Australia toughens terror laws on foreign fighter fears
AFP
August 5, 2014
The West Australian
Sydney (AFP) - Australia will toughen laws to target home-grown terrorists and those who fight overseas over fears violent jihadist citizens in Syria and Iraq will return home, officials said Tuesday.
Prime Minister Tony Abbott said the terror threat to Australia had not subsided since the September 11, 2001 attacks and remained at the highest level it had ever been.
Officials have said up to 150 Australians are fighting alongside militants overseas, with warrants issued last week for two Sydney men suspected of fighting in Iraq, including one who posed for photos with severed heads.
"We've all seen the truly shocking images of Australians born and bred doing absolutely horrific things to surrendering Iraqi police and military personnel," Abbott told reporters in Canberra.
"What we are now acutely conscious of is the danger posed back here in Australia by people returning to this country who have been radicalised and militarised by the experience of working with terrorist organisations overseas."
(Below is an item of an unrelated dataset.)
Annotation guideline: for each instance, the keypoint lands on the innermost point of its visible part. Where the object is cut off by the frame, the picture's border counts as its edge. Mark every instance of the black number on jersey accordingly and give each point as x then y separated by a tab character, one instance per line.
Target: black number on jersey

Counter-terror legislation under preparation would make it easier to identify, charge and prosecute people who have been engaged in terrorist activities overseas, and prevent extremists departing, Abbott said.
It will also make it an offence to travel without a valid reason to a so-called designated area, as nominated by intelligence agencies.
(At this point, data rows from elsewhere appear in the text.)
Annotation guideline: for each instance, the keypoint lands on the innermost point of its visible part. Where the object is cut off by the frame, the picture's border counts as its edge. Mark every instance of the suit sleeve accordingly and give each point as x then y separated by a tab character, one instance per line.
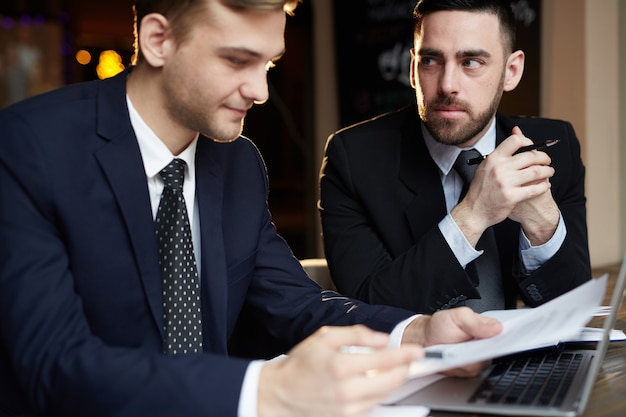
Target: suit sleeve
570	266
56	360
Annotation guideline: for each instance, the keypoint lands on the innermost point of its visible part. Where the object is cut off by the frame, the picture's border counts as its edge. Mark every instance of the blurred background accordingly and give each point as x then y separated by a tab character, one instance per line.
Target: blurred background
346	61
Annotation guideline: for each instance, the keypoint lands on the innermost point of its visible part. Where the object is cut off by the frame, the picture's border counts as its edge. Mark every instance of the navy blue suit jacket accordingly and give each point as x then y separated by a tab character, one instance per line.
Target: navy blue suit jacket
382	199
80	285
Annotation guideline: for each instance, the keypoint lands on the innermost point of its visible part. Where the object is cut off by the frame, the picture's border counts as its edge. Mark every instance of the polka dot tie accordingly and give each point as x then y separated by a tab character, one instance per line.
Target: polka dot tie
181	290
484	270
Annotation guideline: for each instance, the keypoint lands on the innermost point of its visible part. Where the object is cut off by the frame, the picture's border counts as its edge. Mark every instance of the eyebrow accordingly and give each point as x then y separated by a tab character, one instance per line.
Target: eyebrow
249	52
461	54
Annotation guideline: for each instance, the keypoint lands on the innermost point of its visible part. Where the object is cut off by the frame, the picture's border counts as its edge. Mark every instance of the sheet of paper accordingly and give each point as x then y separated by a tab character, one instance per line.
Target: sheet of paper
559	319
399	411
411	386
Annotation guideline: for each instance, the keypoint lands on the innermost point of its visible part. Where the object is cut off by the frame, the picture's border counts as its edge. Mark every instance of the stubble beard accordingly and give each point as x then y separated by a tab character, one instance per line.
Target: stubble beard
456	132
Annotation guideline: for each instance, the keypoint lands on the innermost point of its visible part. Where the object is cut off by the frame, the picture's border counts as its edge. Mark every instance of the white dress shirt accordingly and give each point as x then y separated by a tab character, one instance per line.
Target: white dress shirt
156	156
445	156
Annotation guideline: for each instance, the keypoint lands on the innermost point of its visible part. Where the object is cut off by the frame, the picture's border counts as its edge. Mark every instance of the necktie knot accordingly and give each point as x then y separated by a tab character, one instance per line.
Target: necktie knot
461	166
173	174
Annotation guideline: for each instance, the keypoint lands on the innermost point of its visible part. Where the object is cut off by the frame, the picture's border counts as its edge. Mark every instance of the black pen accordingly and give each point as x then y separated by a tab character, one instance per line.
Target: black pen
534	147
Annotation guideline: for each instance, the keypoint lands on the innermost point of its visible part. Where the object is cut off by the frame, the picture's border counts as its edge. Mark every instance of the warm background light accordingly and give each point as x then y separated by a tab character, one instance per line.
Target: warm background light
109	65
83	57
The laws will also attempt to ensure officials are best able to monitor potential terror activity in Australia while including "the usual range of safeguards and warrants", the prime minister said.
- Racism law change shelved -
Foreign Minister Julie Bishop said governments around the world were increasingly concerned about how to grapple with the risk to domestic security posed by citizens who have fought in foreign conflicts.
She said mercenary and foreign fighters were in Ukraine while Syria and Iraq were "becoming a breeding ground for extremism".
Bishop said prior to the NATO-led intervention in Afghanistan, Australian intelligence had suggested there were 30 people of interest fighting in that country and becoming extremists.
"Twenty-five of them came back to Australia. Two thirds of those were thereafter involved in terrorist activities," she said.
In making the announcement, Abbott revealed that proposed changes to a law banning racial slights, which ethnic minorities had warned could give licence to bigotry, had been shelved.
The government had planned to repeal a section of the Racial Discrimination Act that makes it illegal to "offend, insult or humiliate another" because of their race, saying it should not be used to stifle free speech.
"I don't want to do anything that puts our national unity at risk at this time, so those proposals are off the table," Abbott said.
The Human Rights Law Centre welcomed this part of the announcement, saying Australia's laws against racial vilification were working well and were strongly supported.
But the Australian Council for Civil Liberties said the government had not made the case for the proposed terror law changes.
"The measures represent an attempt to use the current problems of Australians fighting with terrorist groups as a power grab for extra powers, the need for which is not currently made out," president Terry O'Gorman told Australian Associated Press.
Abbott said Aus$630 million (US$588 million) would be spent over four years to boost counter-terrorism via security and intelligence agencies.
The government also plans legislation to improve the collection and admissibility of evidence abroad and update Australia's telecommunications interception law, which predates the Internet era.